How Military Service Helped Me See Beyond Assumptions — and Embrace Differences
One day in early 2003, I was driving to my job at a local sandwich spot in Richmond, Virginia, when my truck decided to give out. To be fair, this wasn’t the first time it had left me stranded on the side of the road so I couldn’t be that mad about it. I called my boss to explain the situation and ask for a ride to the store.
As I stood on the shoulder of I-64 waiting for him to pick me up, I had time to think about how I’d spent the almost two years since graduating high school. It primarily consisted of 1.5 semesters of university, months spent traveling the country with my punk rock band, and, generally, living on other people’s couches or in the back of my truck. All that to say that I had approximately $50 to my name, which was certainly less than the cost of a new clutch for my truck, which I never saw again after that day.
For several months, I had been tossing around the idea of joining the military. My father had been pushing me in that direction for some time due to my less than sustainable lifestyle. My friends, more fans of burning down the government than supporting it, weren’t quite as supportive, which kept me on the fence. With this latest setback, though, I decided that something needed to change. I wanted to talk to a Navy recruiter; however, the recruiting office was a 10-minute drive away, and without a car that was impossible.
As luck would have it, there was an Air Force recruiter in the strip mall across the street from my friend’s apartment where I was staying. I walked in, hair dyed bright green and formed into liberty spikes, two lip piercings, and several more piercings across my brows, to ask what job I could sign up for that would get me into basic training the fastest. That’s how, after filling out paperwork and having a physical more intrusive than any I’d had at that point in my life, I ended up in the Air Force – and stayed for seven years.
I wasn’t the stereotypical recruit; I had no overwhelming sense of patriotism, if anything it was the opposite, and no long and storied history of generations of my family serving in the military. These were also the early days of the “Global War on Terrorism,” and I was not a brave man, so was I scared of what that meant for my future. I expected I would serve my enlistment with people who I would have nothing in common and that I would struggle to connect with.
I had my own biases and assumptions of what the “stereotypical” service member looked like – that they weren’t my type of people.
I was, of course, wrong. My wingman in basic training was a gay, red-headed man from Puerto Rico who told me my Spanish needed help (which it did!). Most of my basic training group was from the Great Lakes region, resulting in their regional use of the word “pop” instead of “soda” to become a part of my vocabulary that, much to my displeasure, remains today. The person who would become my best friend while stationed in Minot, North Dakota, was the son of undocumented migrant workers that moved from farm to farm in the Midwest. He taught me how to make chile relleno and introduced me to the Mexican punk rock scene. He had joined out of a sense of responsibility to the country giving him his citizenship. Of course, there were certainly people there based on what I had assumed the stereotypical recruit would look and sound like, but they challenged me to question my assumptions. In fact, one of these “stereotypical” recruits ended up being the best man at my wedding in 2014, a decade after we met.

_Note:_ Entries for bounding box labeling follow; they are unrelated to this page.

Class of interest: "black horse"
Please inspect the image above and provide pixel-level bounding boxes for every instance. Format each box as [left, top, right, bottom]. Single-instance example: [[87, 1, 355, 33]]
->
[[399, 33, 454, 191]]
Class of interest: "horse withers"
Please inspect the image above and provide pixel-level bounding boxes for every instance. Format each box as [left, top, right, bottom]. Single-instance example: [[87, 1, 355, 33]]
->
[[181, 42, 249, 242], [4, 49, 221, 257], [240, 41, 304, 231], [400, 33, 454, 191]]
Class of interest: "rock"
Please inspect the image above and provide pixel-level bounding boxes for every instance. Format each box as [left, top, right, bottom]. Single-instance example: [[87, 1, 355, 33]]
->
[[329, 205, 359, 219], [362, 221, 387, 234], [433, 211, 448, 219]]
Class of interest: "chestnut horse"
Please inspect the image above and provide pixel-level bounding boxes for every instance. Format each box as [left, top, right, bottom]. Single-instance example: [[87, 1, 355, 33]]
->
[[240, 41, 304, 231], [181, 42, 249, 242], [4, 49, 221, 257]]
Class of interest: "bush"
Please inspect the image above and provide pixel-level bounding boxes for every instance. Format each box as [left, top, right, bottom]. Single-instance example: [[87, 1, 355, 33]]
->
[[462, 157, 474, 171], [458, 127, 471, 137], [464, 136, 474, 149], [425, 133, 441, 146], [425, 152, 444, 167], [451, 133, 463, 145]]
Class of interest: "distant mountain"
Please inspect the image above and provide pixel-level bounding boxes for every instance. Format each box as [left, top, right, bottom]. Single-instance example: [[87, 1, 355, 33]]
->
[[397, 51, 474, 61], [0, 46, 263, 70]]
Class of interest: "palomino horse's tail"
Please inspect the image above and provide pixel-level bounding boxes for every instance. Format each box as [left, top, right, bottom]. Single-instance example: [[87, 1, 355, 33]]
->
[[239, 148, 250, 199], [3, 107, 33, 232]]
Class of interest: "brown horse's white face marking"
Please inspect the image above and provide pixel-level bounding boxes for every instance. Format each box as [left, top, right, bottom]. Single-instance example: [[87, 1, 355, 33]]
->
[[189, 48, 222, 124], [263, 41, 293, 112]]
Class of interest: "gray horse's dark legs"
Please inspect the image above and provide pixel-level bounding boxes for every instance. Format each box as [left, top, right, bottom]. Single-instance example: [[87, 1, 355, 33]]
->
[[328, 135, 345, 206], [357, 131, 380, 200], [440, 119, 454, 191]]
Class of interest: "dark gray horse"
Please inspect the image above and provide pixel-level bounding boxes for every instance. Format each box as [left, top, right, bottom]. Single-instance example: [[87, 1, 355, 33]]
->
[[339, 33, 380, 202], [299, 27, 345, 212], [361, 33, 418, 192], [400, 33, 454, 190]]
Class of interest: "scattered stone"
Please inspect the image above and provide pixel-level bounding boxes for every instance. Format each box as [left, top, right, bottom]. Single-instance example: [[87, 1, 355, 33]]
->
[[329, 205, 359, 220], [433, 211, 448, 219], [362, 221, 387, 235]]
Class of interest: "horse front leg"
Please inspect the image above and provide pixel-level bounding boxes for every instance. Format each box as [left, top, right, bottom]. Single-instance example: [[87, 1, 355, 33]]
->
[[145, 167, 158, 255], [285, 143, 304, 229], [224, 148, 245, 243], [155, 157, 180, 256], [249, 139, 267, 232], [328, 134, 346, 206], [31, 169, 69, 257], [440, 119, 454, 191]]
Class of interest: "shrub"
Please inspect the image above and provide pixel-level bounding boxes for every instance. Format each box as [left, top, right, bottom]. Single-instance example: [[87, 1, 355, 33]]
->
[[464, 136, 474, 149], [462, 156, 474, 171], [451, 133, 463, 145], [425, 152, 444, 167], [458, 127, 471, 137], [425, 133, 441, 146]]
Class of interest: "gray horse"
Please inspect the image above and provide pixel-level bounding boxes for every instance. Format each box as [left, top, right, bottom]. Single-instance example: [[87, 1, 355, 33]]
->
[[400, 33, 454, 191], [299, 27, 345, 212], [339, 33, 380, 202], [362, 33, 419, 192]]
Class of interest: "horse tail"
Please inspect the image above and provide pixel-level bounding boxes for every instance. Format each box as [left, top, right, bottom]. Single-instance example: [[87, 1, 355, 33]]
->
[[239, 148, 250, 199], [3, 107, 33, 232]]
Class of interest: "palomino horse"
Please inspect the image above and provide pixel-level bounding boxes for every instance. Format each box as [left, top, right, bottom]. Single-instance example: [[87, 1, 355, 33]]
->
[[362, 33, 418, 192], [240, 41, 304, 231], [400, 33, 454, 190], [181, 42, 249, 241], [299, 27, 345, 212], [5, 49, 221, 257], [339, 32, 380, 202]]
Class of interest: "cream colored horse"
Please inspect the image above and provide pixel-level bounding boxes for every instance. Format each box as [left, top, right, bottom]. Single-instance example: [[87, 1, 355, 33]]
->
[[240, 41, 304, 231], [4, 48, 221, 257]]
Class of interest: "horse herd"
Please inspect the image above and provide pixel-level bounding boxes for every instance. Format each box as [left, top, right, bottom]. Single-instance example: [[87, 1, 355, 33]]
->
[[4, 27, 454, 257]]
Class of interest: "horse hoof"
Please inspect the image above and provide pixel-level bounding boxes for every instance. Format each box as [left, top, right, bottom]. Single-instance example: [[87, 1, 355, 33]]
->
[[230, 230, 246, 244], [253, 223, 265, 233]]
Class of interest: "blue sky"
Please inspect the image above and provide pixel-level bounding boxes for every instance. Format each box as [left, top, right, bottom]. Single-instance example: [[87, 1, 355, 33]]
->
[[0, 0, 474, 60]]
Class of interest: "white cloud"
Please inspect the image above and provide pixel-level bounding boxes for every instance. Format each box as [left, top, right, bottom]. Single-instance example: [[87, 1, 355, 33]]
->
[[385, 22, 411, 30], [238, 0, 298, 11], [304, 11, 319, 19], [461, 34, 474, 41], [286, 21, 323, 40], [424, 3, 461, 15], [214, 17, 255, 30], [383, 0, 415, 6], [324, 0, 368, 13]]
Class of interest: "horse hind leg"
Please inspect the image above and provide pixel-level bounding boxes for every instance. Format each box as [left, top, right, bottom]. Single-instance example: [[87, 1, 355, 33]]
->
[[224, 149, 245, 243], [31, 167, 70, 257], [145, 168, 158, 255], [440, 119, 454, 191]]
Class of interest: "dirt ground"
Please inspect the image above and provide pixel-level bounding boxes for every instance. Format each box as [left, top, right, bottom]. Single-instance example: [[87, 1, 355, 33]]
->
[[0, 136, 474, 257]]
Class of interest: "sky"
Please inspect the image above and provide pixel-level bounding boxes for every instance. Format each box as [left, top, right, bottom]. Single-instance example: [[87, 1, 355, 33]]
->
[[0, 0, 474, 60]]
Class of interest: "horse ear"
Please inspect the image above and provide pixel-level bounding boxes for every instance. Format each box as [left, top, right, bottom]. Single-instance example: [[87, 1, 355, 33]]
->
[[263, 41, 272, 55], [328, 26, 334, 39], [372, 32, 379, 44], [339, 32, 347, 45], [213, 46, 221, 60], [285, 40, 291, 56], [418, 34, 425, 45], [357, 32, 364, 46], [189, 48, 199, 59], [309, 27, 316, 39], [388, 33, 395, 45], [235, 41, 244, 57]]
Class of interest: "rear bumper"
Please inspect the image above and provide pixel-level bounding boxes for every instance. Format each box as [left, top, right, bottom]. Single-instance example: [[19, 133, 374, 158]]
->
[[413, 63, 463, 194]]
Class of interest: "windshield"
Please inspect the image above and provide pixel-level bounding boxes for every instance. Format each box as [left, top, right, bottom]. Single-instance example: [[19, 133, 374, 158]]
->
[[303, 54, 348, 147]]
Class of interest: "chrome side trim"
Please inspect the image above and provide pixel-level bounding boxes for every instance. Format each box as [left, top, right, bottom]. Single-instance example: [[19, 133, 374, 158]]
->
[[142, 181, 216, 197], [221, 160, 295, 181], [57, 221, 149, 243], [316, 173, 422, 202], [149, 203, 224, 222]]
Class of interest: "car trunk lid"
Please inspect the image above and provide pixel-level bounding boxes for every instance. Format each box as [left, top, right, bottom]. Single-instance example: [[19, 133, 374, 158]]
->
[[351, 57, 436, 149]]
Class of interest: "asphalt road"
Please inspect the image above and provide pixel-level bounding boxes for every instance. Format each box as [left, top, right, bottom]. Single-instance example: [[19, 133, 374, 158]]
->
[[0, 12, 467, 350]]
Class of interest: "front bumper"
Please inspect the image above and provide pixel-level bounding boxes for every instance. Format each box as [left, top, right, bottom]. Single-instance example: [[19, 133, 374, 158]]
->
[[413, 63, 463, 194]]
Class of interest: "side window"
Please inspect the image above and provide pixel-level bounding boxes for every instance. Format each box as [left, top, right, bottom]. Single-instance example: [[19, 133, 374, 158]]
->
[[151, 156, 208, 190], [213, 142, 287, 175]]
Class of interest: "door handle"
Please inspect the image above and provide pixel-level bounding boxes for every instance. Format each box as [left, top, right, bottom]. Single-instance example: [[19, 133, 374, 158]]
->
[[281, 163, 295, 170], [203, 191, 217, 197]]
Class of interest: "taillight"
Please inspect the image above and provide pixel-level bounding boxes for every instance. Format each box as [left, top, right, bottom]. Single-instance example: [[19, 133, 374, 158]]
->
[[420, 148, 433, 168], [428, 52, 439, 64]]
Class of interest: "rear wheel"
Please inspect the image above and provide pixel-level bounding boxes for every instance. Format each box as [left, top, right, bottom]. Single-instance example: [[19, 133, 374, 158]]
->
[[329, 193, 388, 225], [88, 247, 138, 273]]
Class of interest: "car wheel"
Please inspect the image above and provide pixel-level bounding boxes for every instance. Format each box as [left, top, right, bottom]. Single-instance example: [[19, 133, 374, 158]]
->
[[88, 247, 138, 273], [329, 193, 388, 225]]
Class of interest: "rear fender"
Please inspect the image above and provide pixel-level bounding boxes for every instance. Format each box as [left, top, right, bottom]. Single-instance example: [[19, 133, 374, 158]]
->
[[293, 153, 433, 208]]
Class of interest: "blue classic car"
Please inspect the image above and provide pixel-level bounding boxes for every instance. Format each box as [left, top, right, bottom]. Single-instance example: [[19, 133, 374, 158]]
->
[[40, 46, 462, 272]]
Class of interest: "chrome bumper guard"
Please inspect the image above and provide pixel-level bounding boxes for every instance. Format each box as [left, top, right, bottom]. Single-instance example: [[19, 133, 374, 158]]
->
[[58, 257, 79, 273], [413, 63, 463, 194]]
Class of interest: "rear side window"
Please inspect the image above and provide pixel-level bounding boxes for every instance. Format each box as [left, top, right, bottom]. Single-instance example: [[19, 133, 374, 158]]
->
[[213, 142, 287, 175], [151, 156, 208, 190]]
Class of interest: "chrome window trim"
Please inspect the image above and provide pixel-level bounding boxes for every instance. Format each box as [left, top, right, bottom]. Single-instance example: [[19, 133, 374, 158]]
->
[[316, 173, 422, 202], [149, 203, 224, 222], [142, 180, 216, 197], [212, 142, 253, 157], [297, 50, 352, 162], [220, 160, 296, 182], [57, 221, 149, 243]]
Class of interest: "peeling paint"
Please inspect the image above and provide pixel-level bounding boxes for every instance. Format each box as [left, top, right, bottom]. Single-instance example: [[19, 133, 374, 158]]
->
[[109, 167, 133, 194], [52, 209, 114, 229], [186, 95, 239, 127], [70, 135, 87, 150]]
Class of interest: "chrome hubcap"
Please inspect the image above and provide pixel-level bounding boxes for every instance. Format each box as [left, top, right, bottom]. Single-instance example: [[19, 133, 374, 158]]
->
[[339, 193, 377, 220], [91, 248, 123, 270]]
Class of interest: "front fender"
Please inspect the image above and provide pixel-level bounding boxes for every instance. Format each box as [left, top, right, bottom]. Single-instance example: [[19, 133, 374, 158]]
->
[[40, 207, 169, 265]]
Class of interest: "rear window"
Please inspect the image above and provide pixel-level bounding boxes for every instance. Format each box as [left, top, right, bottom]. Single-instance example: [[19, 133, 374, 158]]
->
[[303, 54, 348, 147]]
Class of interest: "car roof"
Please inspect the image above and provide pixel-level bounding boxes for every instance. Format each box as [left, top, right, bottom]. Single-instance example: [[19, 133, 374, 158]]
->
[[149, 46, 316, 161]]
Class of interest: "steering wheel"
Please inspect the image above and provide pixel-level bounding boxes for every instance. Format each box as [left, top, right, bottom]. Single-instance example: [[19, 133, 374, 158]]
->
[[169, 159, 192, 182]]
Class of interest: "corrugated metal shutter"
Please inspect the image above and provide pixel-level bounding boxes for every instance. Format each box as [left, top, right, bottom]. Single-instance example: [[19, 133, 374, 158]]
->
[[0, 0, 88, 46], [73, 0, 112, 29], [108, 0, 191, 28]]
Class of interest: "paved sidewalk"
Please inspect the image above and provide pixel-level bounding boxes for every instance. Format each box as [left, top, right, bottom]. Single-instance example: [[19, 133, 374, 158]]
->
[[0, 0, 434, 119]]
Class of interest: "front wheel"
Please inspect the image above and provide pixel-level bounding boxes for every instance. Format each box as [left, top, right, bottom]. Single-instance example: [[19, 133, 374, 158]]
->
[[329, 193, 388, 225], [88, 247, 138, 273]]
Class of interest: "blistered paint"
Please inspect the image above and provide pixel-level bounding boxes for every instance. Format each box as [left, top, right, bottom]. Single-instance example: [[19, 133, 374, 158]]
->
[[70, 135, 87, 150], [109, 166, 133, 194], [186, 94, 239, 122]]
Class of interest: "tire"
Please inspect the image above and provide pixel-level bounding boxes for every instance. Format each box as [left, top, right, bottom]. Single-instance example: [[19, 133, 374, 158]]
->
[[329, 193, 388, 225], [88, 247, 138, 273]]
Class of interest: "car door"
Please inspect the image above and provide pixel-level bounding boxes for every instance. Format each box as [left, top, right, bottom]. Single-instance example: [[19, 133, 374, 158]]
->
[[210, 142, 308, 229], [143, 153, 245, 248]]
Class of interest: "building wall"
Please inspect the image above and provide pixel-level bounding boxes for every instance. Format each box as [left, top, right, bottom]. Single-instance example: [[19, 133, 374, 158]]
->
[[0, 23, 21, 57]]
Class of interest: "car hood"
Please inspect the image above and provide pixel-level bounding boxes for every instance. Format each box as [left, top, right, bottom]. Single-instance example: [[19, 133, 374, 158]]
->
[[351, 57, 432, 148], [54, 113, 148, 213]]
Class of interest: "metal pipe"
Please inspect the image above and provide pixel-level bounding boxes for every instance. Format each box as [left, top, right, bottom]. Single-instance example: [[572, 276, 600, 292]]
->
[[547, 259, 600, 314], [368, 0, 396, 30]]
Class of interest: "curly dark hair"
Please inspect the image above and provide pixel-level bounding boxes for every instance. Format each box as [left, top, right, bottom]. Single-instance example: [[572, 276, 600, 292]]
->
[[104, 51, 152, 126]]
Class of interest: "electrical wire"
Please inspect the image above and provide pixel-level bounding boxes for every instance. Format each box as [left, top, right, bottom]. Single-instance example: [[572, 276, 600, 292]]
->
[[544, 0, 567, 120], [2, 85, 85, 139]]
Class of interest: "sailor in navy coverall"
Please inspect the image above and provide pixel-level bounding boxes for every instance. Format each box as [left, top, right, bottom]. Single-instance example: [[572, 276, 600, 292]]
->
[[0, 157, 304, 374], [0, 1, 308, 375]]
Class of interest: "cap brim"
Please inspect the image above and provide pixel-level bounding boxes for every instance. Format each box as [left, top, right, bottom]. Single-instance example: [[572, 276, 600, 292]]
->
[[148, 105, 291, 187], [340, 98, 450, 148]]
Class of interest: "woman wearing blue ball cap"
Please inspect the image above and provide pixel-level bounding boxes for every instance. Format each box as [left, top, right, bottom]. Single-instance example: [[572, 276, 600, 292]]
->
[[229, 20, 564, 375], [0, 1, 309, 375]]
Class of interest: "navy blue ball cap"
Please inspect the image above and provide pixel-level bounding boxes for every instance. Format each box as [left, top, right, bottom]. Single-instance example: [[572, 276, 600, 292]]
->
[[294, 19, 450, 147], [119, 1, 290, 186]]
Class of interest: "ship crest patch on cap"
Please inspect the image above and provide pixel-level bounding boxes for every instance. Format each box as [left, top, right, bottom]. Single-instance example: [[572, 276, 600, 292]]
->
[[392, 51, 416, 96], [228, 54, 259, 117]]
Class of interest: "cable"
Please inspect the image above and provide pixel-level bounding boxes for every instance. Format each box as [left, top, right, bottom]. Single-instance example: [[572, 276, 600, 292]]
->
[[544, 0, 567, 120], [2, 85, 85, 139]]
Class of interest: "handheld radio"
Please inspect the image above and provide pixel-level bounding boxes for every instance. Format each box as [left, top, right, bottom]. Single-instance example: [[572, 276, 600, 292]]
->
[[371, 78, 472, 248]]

These experiences shaped me early on in my life to challenge biases and to question any assumptions I may have. If I could be so wrong about something so simple, what else could I be wrong about? After all, it shouldn’t have been a giant leap of logic to figure out if I wasn’t the «stereotypical» service member, then certainly there were many more that went against the grain as well.
The Air Force would continue to challenge me in a variety of ways during my enlistment, physically, emotionally, and mentally, but when I look back at those years, that’s not really what comes to the forefront for me. It’s the people, from every walk of life, ethnicity, sexual orientation, gender, and, in general, every little combination of things that makes us each an individual.
I learned a lot during my time in the Air Force, and most of it was because I was surrounded by people who were different than me in so many ways and who helped shape the man I’ve become. When Veteran’s Day rolls around every year, it gives me a chance to think back to these people and smile at the shared memories of laughter and pain. That’s what Veteran’s Day is to me: a celebration of the incredible collection of people that all signed the same dotted line, each with their own story to tell.